Seppelt drohte offenbar Verhaftung oder sogar Gewalttat
Der 55 Jahre alte TV-Journalist, der erst vor wenigen Tagen für seine Arbeit von Bundespräsident Frank-Walter Steinmeier mit dem Bundesverdienstkreuz ausgezeichnet wurde, hatte im Mai zunächst kein Visum für die WM erhalten. Diese Entscheidung war - auch auf internationalen Druck - von Russland wieder zurückgenommen worden. Der Berliner sollte im Falle einer Einreise aber zu den laufenden russischen Ermittlungen gegen den Doping-Kronzeugen Grigori Rodschenkow vernommen werden.

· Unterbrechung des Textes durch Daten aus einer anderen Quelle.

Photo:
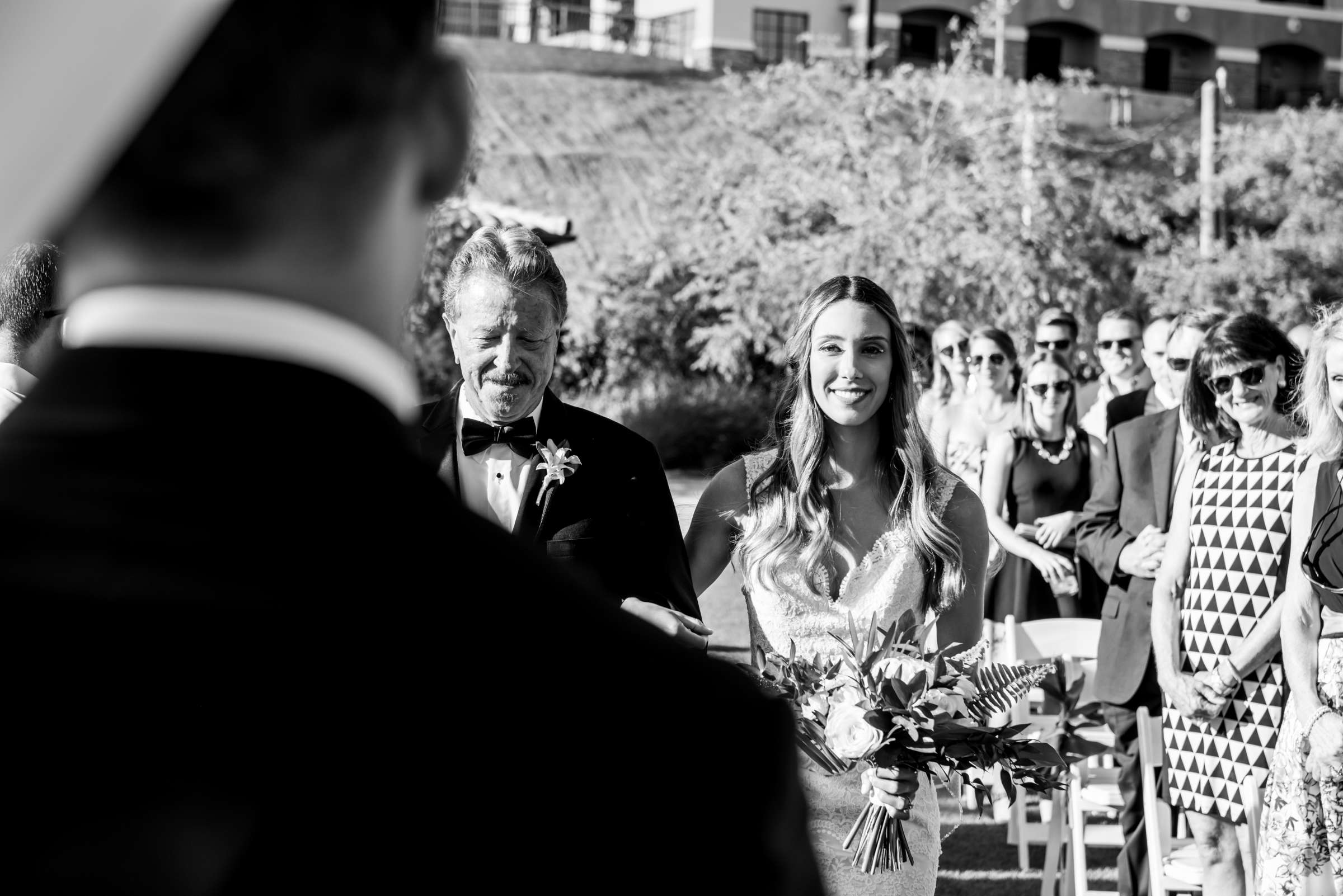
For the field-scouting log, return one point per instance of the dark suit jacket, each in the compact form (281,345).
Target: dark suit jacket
(250,661)
(1125,408)
(1134,491)
(613,520)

Kern des Problems ist die Aufdeckung des russischen Staatsdoping-Skandals, verbunden mit Kronzeuge Grigori Rodschenkow. Der befindet sich im Zeugenschutzprogramm des FBI und russische Behörden wüssten nur zu gern mehr von Seppelt über seinen Whistleblower. Angesichts der russischen Untersuchungen zu den Dopingvorwürfen befürchten die deutschen Sicherheitsbehörden ein "unberechenbares Risiko" einer "rechtlichen Eskalation" durch die Behörden im WM-Gastgeberland. Das bedeutet, dass Seppelt Gefahr läuft, festgesetzt zu werden, wenn das russische Komitee der Auffassung sei, dass er nicht kooperiere. Außerdem seien "spontane Gewalttaten selbstmotivierter Akteure" nicht auszuschließen.

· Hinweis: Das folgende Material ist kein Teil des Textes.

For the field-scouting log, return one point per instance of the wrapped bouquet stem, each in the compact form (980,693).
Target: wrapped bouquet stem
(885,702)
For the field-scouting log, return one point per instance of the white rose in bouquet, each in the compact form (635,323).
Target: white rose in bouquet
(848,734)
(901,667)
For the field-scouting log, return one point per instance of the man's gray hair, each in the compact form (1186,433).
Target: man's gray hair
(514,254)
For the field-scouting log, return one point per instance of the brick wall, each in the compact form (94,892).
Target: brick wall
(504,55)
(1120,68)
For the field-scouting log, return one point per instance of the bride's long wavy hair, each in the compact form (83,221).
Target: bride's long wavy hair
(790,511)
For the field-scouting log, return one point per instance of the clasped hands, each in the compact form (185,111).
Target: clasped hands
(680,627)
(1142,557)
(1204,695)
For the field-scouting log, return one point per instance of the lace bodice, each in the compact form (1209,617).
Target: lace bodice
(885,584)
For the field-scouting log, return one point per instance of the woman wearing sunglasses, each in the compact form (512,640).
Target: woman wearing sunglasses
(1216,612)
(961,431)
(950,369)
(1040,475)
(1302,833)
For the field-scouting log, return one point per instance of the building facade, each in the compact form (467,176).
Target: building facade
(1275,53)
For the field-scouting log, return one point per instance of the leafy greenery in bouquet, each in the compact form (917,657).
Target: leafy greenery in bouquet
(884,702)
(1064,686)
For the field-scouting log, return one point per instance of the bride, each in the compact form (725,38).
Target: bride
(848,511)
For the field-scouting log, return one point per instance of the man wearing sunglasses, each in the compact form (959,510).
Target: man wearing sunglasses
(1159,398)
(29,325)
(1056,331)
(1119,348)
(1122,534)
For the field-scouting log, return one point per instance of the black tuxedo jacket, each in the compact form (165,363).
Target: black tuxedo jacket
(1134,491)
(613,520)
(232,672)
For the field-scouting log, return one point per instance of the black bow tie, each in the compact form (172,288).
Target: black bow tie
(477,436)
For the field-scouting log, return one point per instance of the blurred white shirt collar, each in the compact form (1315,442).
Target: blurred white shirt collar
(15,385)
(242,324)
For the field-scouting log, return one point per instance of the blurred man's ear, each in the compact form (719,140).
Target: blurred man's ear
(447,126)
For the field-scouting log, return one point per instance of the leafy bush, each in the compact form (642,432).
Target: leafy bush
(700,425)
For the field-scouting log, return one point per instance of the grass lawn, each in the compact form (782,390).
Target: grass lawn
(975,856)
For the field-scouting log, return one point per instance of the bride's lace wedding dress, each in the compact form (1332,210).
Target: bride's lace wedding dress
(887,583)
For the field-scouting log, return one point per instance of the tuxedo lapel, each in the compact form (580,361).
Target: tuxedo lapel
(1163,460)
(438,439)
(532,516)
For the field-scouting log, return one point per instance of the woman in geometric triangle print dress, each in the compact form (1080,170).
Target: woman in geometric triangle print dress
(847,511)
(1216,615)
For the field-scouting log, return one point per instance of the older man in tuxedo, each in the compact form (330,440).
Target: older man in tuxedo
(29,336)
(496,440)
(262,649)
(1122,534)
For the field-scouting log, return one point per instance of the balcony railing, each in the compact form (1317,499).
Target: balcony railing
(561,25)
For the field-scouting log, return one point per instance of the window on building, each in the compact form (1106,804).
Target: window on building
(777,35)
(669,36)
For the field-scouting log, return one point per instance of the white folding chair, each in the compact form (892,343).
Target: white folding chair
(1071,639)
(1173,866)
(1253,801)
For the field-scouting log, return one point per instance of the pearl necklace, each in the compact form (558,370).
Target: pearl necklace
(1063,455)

Seppelt sah sich in russischen Medien - aber auch in den sozialen Netzwerken - erheblichen Anfeindungen aus Russland ausgesetzt. Die reichten von Karikaturen bis zu Morddrohungen. "Was sagt das über den Sportjournalismus aus, wenn es inzwischen schon so weit gekommen ist - und was sagt es vor allem darüber aus, was Menschen passiert, die als Journalisten in Russland leben", sagte Seppelt dem Magazin Kontraste dazu. Er erhält Beistand von der deutschen Politik: Dagmar Freitag, Vorsitzende des Sportausschusses im Deutschen Bundestag, sieht die Freiheit der Berichterstattung in Russland eingeschränkt. "Solche Länder kommen zukünftig nicht mehr in Frage für internationale Veranstaltungen", sagte die SPD-Politikerin dem Magazin Kontraste. Rbb-Intendantin Patricia Schlesinger ergänzte: "Die Tatsache, dass wir davon ausgehen, dass der Grad der Gefahr relativ hoch ist, heißt ja, dass dort ein kritischer Journalismus nicht nur nicht erwünscht ist, sondern auch nicht geduldet wird."